Dans ce brouillard, je me rends compte que très peu de mes proches ou de mes collègues médecins expérimentés, peu importe leur couleur de peau, connaissent les signes d’hypoxie ou d’hypoxémie sur la peau des personnes noires. Des trous béants dans mon propre filet de sécurité.
L’Organisation mondiale de la Santé, la Food and Drug Administration des États-Unis et de nombreuses autres autorités de santé publique réputées nous encouragent à être à l’affût des teints pâles et des visages, des lèvres ou des ongles bleuâtres6. Mais une peau foncée ne bleuit pas. Quel est donc le spectre de couleur pathologique de la peau noire? Si je dis que je n’arrive pas à respirer, croirat-on que je suis vraiment en détresse si je ne bleuis pas? Les personnes noires comme moi prennent un teint cendré, gris ou blanchâtre (pas bleuâtre) au niveau de la peau, des lèvres, de la langue et des ongles; les conjonctives peuvent également sembler grisâtres.
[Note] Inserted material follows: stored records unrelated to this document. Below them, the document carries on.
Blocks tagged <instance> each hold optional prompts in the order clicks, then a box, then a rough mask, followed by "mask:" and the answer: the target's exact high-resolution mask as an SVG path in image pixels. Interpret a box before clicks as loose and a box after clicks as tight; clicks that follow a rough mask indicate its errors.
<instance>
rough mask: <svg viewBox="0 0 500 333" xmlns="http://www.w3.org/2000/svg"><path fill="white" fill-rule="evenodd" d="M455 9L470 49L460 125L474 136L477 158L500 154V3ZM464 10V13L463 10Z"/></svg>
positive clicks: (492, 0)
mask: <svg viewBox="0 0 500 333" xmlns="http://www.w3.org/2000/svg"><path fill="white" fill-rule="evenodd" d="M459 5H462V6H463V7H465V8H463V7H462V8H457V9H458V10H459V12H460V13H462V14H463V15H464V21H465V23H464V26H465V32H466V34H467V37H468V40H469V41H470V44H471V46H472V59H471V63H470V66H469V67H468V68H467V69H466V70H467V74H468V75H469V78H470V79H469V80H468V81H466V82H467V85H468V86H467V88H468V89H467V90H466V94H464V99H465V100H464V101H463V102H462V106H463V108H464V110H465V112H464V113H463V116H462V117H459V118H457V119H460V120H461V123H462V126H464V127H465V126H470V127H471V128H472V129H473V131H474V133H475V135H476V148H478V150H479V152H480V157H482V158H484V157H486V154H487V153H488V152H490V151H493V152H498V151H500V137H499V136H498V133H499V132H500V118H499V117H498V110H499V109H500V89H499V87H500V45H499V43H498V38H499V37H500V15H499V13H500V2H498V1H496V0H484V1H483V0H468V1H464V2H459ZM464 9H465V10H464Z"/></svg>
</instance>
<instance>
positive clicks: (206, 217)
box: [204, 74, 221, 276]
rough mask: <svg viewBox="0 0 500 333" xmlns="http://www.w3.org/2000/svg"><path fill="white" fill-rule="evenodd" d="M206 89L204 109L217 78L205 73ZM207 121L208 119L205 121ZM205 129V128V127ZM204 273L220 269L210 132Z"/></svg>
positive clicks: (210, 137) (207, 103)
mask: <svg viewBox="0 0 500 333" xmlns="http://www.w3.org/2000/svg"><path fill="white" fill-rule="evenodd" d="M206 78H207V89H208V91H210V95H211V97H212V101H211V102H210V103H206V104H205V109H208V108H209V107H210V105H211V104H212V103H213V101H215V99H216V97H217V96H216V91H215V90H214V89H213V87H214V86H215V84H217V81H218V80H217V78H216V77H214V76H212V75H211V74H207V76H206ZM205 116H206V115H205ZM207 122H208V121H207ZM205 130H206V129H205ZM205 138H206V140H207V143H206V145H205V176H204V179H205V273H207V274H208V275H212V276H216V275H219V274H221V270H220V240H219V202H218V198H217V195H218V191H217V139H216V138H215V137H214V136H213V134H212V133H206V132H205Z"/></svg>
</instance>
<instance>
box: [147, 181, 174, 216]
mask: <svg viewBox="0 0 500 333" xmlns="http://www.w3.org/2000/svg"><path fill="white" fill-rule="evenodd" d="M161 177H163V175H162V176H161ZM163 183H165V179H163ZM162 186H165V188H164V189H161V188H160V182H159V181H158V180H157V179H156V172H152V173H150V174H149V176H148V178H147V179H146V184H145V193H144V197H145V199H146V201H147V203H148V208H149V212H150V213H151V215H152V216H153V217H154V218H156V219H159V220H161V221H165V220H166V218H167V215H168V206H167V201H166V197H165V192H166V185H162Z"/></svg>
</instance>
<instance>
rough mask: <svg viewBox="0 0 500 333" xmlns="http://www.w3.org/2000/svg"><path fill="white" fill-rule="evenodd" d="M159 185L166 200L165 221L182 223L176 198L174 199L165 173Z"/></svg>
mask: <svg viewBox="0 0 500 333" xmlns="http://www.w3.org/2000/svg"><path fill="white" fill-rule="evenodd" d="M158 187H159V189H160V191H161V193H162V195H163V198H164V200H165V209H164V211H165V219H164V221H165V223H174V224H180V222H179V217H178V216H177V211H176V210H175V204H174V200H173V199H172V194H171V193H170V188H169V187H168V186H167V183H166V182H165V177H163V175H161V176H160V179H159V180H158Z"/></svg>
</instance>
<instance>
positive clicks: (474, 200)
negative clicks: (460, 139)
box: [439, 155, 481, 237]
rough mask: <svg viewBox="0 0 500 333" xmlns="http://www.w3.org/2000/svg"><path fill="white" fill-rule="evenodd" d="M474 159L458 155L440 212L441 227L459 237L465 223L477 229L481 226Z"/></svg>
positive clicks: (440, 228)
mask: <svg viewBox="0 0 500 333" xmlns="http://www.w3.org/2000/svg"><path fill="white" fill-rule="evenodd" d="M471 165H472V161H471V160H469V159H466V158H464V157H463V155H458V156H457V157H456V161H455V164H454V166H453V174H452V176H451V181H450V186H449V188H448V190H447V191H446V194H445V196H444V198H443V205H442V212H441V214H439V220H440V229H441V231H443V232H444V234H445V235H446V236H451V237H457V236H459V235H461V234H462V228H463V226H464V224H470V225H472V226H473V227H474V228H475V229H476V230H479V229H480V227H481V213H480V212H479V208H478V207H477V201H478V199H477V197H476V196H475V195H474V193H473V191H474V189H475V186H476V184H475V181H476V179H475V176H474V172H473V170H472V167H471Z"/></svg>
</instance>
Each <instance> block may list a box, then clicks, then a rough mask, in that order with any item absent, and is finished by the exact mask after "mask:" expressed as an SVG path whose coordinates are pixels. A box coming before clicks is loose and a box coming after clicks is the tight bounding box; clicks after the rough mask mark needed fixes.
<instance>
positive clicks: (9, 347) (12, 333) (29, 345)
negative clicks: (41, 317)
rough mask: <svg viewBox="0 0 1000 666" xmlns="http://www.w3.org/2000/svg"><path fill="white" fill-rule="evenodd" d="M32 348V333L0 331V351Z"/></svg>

En tant que médecin–patient noir, je comprends mieux comment une personne qui n’a pas confiance dans le système de santé peut se sentir très vulnérable au moment de recevoir des soins. Lorsqu’on est affaibli par la maladie, le sentiment d’impuissance et les déséquilibres de pouvoir peuvent être amplifiés lorsqu’ils sont vus à travers une lentille asymétrique, et je peux imaginer pourquoi certaines personnes se tournent vers des sites Web, des proches ou un groupe confessionnel pour s’informer. Un engagement authentique en faveur de l’équité, de la diversité, de l’inclusion, de l’accessibilité et du respect de l’appartenance à une communauté autochtone repose sur l’innovation et la conception de technologies de santé concrètes, durables et sûres7. Autrement, nous avançons sur un terrain délicat en misant sur le rendement, en bipant comme un saturomètre, en traitant tout le monde de la même manière. Dans ma quête de lucidité, je me dis que le principe d’égalité mène parfois à la perpétuation des iniquités; par exemple, utiliser un saturomètre de manière uniforme, sans égard à la couleur de la peau, constitue en fait un traitement inéquitable.
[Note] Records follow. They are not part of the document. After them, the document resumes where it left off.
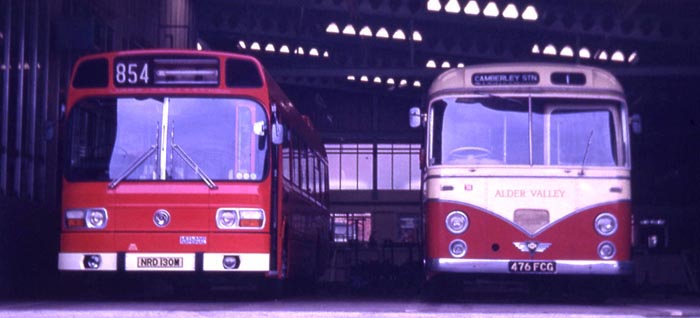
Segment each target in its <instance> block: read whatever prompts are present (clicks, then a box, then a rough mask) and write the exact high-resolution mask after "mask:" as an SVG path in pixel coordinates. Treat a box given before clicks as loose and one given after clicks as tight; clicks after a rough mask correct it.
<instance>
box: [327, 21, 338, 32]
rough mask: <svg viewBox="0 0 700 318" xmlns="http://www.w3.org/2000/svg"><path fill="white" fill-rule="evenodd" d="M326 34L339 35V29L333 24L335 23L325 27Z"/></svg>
mask: <svg viewBox="0 0 700 318" xmlns="http://www.w3.org/2000/svg"><path fill="white" fill-rule="evenodd" d="M326 33H334V34H338V33H340V29H339V28H338V25H337V24H335V22H331V24H329V25H328V26H327V27H326Z"/></svg>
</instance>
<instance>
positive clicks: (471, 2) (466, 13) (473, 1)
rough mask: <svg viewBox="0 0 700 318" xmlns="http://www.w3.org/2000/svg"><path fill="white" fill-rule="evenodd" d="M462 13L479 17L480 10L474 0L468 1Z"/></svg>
mask: <svg viewBox="0 0 700 318" xmlns="http://www.w3.org/2000/svg"><path fill="white" fill-rule="evenodd" d="M464 13H465V14H468V15H479V13H481V9H479V4H478V3H477V2H476V0H469V2H467V5H466V6H465V7H464Z"/></svg>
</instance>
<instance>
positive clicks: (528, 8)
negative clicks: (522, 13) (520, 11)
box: [522, 5, 539, 21]
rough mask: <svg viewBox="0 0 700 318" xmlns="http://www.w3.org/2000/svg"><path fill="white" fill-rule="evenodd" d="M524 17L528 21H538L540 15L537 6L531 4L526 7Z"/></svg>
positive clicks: (523, 19) (522, 16) (523, 16)
mask: <svg viewBox="0 0 700 318" xmlns="http://www.w3.org/2000/svg"><path fill="white" fill-rule="evenodd" d="M522 17H523V20H527V21H537V19H538V18H539V16H538V15H537V9H535V7H534V6H531V5H529V6H527V7H526V8H525V11H523V15H522Z"/></svg>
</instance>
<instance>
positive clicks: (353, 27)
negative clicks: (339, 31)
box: [343, 24, 357, 35]
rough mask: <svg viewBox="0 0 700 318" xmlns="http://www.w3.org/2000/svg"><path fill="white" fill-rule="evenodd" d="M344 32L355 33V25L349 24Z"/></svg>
mask: <svg viewBox="0 0 700 318" xmlns="http://www.w3.org/2000/svg"><path fill="white" fill-rule="evenodd" d="M343 34H345V35H355V34H357V33H355V27H353V26H352V24H348V25H346V26H345V27H344V28H343Z"/></svg>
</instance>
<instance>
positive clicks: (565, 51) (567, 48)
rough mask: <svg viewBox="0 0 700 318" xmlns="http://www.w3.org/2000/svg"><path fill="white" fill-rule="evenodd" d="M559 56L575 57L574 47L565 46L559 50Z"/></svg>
mask: <svg viewBox="0 0 700 318" xmlns="http://www.w3.org/2000/svg"><path fill="white" fill-rule="evenodd" d="M559 56H563V57H574V49H572V48H571V47H570V46H568V45H566V46H564V47H563V48H561V51H559Z"/></svg>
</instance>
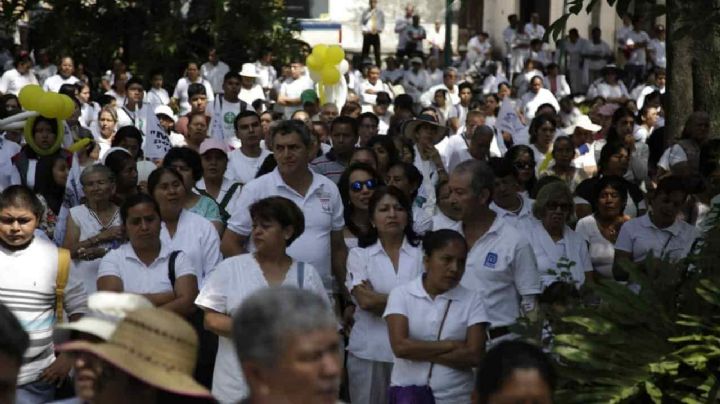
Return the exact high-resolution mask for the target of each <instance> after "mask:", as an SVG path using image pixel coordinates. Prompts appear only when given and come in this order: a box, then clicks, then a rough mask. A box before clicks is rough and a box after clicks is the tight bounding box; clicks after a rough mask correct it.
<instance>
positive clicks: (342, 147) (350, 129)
mask: <svg viewBox="0 0 720 404" xmlns="http://www.w3.org/2000/svg"><path fill="white" fill-rule="evenodd" d="M330 139H332V144H333V150H334V151H335V153H336V154H338V155H340V156H344V157H349V156H350V154H352V151H353V149H354V148H355V144H356V143H357V135H356V134H355V133H353V131H352V126H350V125H346V124H340V125H335V126H333V128H332V132H331V133H330Z"/></svg>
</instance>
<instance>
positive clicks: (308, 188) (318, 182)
mask: <svg viewBox="0 0 720 404" xmlns="http://www.w3.org/2000/svg"><path fill="white" fill-rule="evenodd" d="M308 170H309V169H308ZM310 173H311V174H312V177H313V179H312V184H310V187H309V188H308V190H307V192H306V193H305V195H304V196H303V195H300V194H299V193H298V192H297V191H295V190H294V189H293V188H291V187H290V186H288V185H287V184H285V181H283V179H282V177H281V176H280V172H279V171H278V170H277V168H276V169H275V170H273V171H272V172H270V173H268V174H266V175H263V176H261V177H260V178H256V179H254V180H252V181H250V182H249V183H248V184H246V185H245V187H244V188H243V191H242V193H241V194H240V201H239V202H238V205H239V206H240V209H239V210H236V211H234V212H230V213H231V214H232V217H231V218H230V220H229V221H228V229H229V230H231V231H233V232H235V233H237V234H239V235H241V236H249V235H250V231H251V229H252V219H251V218H250V211H249V208H250V205H252V204H253V203H255V202H257V201H259V200H260V199H263V198H267V197H269V196H282V197H285V198H288V199H290V200H291V201H293V202H294V203H295V204H296V205H297V206H298V207H299V208H300V210H302V212H303V214H304V215H305V231H304V232H303V234H302V235H300V237H298V238H297V239H296V240H295V241H293V243H292V244H291V245H290V247H288V249H287V254H288V255H289V256H291V257H293V258H294V259H296V260H298V261H304V262H307V263H309V264H311V265H312V266H313V267H315V269H317V270H318V273H319V274H320V276H321V277H322V280H323V284H324V285H325V289H326V290H327V291H328V292H332V290H333V289H332V284H333V277H332V269H331V267H332V266H331V248H330V233H331V232H333V231H341V230H342V229H343V227H345V220H344V219H343V205H342V200H341V199H340V193H339V192H338V189H337V186H336V185H335V183H333V182H332V181H331V180H330V179H328V178H327V177H325V176H324V175H321V174H317V173H314V172H312V171H310ZM250 241H252V240H250ZM249 249H250V250H251V251H253V250H254V249H255V246H254V245H252V242H250V243H249ZM337 281H338V282H342V281H343V280H342V279H338V280H337Z"/></svg>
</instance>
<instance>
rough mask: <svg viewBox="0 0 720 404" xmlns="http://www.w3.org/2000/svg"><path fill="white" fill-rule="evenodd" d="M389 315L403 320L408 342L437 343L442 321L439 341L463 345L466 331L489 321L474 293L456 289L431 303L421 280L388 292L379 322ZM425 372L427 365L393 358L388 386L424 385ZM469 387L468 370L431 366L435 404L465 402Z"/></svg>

Le saturomètre bipe, signalant une irrégularité. Tout mon corps me dit que quelque chose ne va pas. Mes ancêtres étaient de fiers percussionnistes africains et une arythmie est comme un tambour qui sonne faux. Le saturomètre ne mesure peut-être pas avec précision mon oxygène de Noir, mais il sait que mon pouls est anormal.
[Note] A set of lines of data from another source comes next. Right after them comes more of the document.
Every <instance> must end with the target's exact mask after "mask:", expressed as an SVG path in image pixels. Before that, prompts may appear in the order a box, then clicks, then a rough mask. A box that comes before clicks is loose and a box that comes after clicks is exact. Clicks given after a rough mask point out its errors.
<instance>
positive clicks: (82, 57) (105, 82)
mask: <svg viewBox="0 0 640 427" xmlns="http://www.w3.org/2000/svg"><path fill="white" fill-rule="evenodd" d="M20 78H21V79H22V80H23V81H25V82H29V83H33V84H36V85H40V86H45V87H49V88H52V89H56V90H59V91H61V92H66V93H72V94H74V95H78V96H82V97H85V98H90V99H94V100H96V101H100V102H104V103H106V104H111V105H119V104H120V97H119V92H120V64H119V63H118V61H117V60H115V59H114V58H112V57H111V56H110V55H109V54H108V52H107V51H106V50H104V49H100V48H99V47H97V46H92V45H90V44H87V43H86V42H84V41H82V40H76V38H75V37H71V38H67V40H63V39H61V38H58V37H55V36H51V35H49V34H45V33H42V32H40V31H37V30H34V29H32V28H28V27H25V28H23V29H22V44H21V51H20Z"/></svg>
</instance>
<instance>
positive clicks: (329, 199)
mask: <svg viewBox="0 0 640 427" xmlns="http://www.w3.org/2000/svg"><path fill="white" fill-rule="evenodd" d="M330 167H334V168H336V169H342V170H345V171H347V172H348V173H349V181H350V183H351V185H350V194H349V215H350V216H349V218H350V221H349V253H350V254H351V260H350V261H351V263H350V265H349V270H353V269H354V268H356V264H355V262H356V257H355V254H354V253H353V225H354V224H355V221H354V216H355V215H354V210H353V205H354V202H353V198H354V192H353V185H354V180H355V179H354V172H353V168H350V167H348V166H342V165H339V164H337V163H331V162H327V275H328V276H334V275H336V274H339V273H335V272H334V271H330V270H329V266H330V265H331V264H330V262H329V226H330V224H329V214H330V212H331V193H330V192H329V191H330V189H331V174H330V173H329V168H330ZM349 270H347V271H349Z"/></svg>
Je comprends pourquoi la méfiance et l’absence de sentiment de sécurité sont à la base de tant d’expériences en matière de soins de santé pour les personnes noires. Je me sens isolé et malade. Le rythme sinusal de ma routine quotidienne et de ma vie professionnelle extrasystolique me manque.
Je lève le doigt et fixe avec anxiété les chiffres du saturomètre. Qu’es-tu vraiment en train de me dire?